How often do you see a small company with a server / network gear closet that runs at 85-90F in the summer? How much less efficiently does that machine run, in terms of power consumption. Higher temperature equals less efficiency from every component, and more bit errors. Heat sinks can only sink heat to the ambient temperature, and inside the case, it's over 100F!

A common practice is to put a 5-15K portable air conditioner in the closet. How often is warm air evacuation overlooked! Those units cost several thousand dollars, and require the reservoir to be emptied, or a drain line run, or they shut off when the collect enough evaporation.

Warm air evacuation needs a 5-8" hole drilled through, preferably an external wall, so you can get that hot air out of the office! I've seen companies stuff it into the dropped ceiling, only to have the heat have nowhere to go, and fall right back into the room, or not evacuate the hot air at all!

Random risk of fire, flood, and power outages. Many smaller companies are located in areas that are mixed residential, retail, light commercial, and are located in the first or second floor of buildings with way too much fuel for fire in them. How about sprinklers? A good sprinkler system will dump 1-50K gallons of dirty water on a building as soon as they heads heat up enough.

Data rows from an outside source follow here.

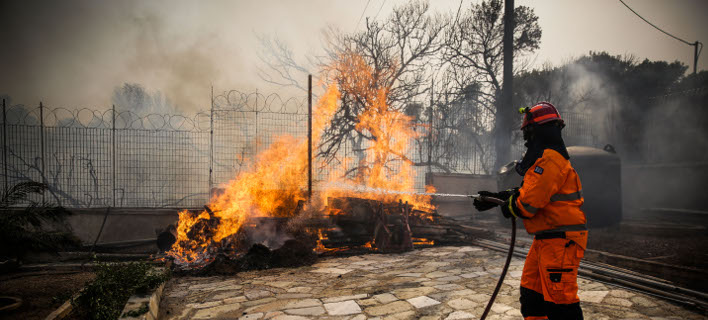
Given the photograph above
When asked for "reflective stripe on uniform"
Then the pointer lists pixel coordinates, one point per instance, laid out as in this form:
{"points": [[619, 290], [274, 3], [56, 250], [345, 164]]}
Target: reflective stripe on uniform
{"points": [[573, 227], [568, 196]]}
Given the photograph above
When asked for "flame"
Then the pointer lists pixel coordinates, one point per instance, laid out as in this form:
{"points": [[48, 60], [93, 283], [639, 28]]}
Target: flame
{"points": [[385, 165], [272, 186]]}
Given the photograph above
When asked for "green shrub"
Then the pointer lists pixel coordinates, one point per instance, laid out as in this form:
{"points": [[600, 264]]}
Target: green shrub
{"points": [[106, 296], [22, 222]]}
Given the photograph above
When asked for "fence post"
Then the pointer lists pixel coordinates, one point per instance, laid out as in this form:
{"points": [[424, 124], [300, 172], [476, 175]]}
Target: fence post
{"points": [[41, 145], [309, 136], [113, 151], [430, 129], [4, 142], [211, 143], [255, 140]]}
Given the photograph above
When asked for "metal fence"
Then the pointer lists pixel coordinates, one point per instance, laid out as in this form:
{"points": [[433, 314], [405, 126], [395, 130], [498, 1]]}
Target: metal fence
{"points": [[92, 158]]}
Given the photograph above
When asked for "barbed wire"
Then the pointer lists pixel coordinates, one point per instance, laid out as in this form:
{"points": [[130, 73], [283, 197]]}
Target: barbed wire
{"points": [[231, 101], [235, 100]]}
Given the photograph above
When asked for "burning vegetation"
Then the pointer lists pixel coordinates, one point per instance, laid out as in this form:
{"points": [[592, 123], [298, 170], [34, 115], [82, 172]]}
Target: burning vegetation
{"points": [[266, 207]]}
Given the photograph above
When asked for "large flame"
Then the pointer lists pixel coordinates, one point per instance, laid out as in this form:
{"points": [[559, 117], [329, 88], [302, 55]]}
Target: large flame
{"points": [[273, 184]]}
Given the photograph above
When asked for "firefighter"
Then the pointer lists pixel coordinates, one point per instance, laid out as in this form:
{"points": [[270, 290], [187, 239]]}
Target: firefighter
{"points": [[548, 202]]}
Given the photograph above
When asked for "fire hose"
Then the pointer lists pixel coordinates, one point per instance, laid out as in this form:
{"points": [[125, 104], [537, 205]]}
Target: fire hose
{"points": [[508, 257]]}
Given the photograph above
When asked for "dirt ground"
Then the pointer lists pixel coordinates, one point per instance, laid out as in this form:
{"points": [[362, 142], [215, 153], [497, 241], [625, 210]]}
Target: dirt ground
{"points": [[41, 292]]}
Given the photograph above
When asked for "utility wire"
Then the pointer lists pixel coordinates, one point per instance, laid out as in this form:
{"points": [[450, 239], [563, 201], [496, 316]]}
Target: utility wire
{"points": [[657, 28], [362, 14]]}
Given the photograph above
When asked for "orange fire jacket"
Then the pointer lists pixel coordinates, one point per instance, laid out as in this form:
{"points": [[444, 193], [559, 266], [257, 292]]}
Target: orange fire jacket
{"points": [[551, 195]]}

A bic lighter will most certainly set one off.

3) Security.

Does every small office building have a good security system? You may think so, but places get robbed all the time. Dumpster diving is still a huge source of information for a good hacker, but that's another story for another article ;) Most colocation facilities have multiple points of security, humans, cameras, keycard and / or biometrics, and finally locked cages. Couple that with labels that are only internally referenced descriptors, and you're fairly tight. Much tighter than the home office.

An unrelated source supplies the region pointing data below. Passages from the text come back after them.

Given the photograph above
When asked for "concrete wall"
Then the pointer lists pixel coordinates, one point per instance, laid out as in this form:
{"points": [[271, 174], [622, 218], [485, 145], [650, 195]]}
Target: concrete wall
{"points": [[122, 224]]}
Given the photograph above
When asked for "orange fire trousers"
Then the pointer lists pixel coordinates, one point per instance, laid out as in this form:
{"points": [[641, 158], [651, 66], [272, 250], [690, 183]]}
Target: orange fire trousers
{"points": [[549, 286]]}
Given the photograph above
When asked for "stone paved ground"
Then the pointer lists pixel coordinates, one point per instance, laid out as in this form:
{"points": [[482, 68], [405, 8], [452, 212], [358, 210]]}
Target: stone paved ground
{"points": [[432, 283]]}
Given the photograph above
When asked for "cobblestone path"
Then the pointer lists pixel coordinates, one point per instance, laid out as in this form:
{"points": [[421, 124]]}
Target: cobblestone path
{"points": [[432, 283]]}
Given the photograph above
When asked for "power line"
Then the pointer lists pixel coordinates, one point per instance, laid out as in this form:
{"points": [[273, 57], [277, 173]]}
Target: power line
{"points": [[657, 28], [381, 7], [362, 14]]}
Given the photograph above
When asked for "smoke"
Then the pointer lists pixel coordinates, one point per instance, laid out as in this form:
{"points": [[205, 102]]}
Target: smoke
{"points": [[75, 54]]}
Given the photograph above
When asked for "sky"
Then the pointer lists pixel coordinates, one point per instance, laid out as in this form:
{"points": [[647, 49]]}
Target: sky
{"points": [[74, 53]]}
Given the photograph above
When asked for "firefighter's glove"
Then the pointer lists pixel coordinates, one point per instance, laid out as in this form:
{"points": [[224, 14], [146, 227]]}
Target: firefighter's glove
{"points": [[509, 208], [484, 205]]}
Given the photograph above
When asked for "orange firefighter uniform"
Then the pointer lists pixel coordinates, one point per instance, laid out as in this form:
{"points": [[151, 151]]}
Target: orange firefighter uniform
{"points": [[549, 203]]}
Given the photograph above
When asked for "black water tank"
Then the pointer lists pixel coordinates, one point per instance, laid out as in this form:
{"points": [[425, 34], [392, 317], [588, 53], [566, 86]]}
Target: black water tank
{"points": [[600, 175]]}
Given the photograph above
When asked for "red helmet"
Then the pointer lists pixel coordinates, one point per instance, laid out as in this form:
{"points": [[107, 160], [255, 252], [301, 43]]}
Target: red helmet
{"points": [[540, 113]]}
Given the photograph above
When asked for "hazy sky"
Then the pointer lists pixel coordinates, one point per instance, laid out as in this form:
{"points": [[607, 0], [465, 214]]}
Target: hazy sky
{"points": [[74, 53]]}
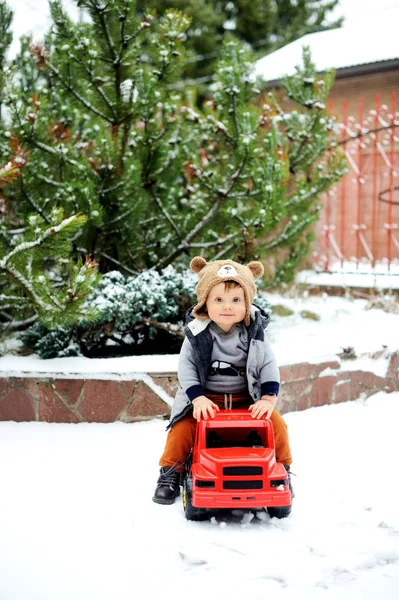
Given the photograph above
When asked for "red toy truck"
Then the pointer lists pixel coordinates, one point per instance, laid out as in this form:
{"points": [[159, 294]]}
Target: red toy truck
{"points": [[233, 465]]}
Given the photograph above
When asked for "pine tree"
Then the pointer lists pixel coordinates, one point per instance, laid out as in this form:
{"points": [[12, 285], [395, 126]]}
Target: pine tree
{"points": [[104, 136], [26, 250], [263, 24]]}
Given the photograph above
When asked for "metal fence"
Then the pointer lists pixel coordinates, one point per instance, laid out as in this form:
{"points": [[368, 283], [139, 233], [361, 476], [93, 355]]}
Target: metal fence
{"points": [[358, 228]]}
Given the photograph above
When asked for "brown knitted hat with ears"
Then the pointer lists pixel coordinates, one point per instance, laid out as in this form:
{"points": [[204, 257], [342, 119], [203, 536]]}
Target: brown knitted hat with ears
{"points": [[215, 272]]}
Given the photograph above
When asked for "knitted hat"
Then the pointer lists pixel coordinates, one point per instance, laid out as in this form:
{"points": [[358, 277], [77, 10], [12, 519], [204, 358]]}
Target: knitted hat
{"points": [[215, 272]]}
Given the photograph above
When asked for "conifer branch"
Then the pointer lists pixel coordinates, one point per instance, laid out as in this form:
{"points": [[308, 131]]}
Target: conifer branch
{"points": [[78, 96]]}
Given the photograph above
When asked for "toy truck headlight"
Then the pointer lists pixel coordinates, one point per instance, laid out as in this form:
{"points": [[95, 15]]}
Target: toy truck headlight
{"points": [[278, 482], [204, 483]]}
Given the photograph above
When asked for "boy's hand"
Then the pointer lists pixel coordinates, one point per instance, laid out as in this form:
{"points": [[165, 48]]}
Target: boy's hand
{"points": [[204, 407], [263, 407]]}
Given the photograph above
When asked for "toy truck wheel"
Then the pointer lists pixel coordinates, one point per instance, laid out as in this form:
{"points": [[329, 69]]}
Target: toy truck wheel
{"points": [[279, 512], [192, 513]]}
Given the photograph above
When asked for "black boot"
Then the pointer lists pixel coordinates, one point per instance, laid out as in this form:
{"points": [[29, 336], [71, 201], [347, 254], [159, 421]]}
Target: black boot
{"points": [[287, 468], [168, 487]]}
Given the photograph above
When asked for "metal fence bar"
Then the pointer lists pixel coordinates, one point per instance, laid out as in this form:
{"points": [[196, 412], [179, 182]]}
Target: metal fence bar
{"points": [[361, 214]]}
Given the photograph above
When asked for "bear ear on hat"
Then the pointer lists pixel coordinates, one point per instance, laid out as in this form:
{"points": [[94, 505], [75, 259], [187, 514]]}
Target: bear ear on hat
{"points": [[256, 268], [197, 264]]}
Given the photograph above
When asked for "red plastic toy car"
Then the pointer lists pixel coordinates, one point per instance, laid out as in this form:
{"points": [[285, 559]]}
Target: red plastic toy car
{"points": [[233, 465]]}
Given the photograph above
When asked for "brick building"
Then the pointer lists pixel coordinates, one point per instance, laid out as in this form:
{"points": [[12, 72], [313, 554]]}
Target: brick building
{"points": [[360, 223]]}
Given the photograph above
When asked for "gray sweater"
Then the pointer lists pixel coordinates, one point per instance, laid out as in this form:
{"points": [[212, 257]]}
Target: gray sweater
{"points": [[197, 358], [228, 362]]}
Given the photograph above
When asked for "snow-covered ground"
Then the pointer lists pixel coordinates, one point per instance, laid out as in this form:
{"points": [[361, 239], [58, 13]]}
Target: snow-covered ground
{"points": [[343, 322], [77, 520]]}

4) Bandwidth and availability.

If you're in a co-location facility, chances are you're sharing some pretty robust network gear with a bunch of other people. If you're having a problem, a bunch of other people are having a problem, so the economy of scale in maintenance and initial layout of that gear is there. Using a random little netgear GB switch you picked up at Office Depot for your gear is stupid. If you really don't have the budget for real network hardware, go to Ebay and buy older stuff on the cheap. I can pick up a Cisco 3548 layer 2 switch for less than $100. You do not need Gb Ethernet for your mail server. You don't even usually need it for a file server. There's nothing wrong with using Gb cards to run at 100Mb, make sure you hard set all ports to "speed 100, duplex full" on both the switch and the servers, and you'll be pleasantly surprised.

Bandwidth at the office, unless your business is PUSHING huge files out to clients constantly, should access bandwidth only. Get away from the idea of serving anything from the office. At that point, you should go ahead and put your whole development environment, into a co-lo anyway. Get used to the idea that you don't have to touch the gear physically to have full access and remote supportability!

5) Cost, or a simplistic case study.

Random server at the office to do mail costs $2500.00, circuit to host random server (a single T1) is commodity-priced at ~$400 in most metro markets. Real estate, power, A/C costs at least another $100 a month anywhere, and that's conservative!

If you consider the server to have a 4 year life-span, that's a total per year of $625 for hardware, $4800 a year for the T1, $1200 for the space/lights/power/cooling. Quick math calls that $6625
per year, not counting licenses, administration, or troubles to resolve.

Take the same server, make it a 1U HP, like a last-model DL360 G5 (the G6 is out). Buy it used if you're really pinching the pennies, or new with 5 years of support for around $4K. Put it in co-location for $50 a month, including power and bandwidth. Get business DSL at the office for $200 a month or much less. $1000+$600+$2400=$4000 a year, a net savings of $2625.

The real estate can be a little cheaper at the office, but the bandwidth is nowhere near as good and cheap. Every situation is different, and scale affects things a lot. Individual situations require individual attention, and this model assumes a greenfield deployment, where most people are dealing with what they have first.

Anyone is free to contact me with questions.

1 comment:

  1. I've had the most problem in small office environments with noise and rack ventilation. As soon as you put that hole in your wall, you are inviting humidity, condensation, and pests. Having a dedicated air handler (both summer and winter) which can operate without freezing up is vital.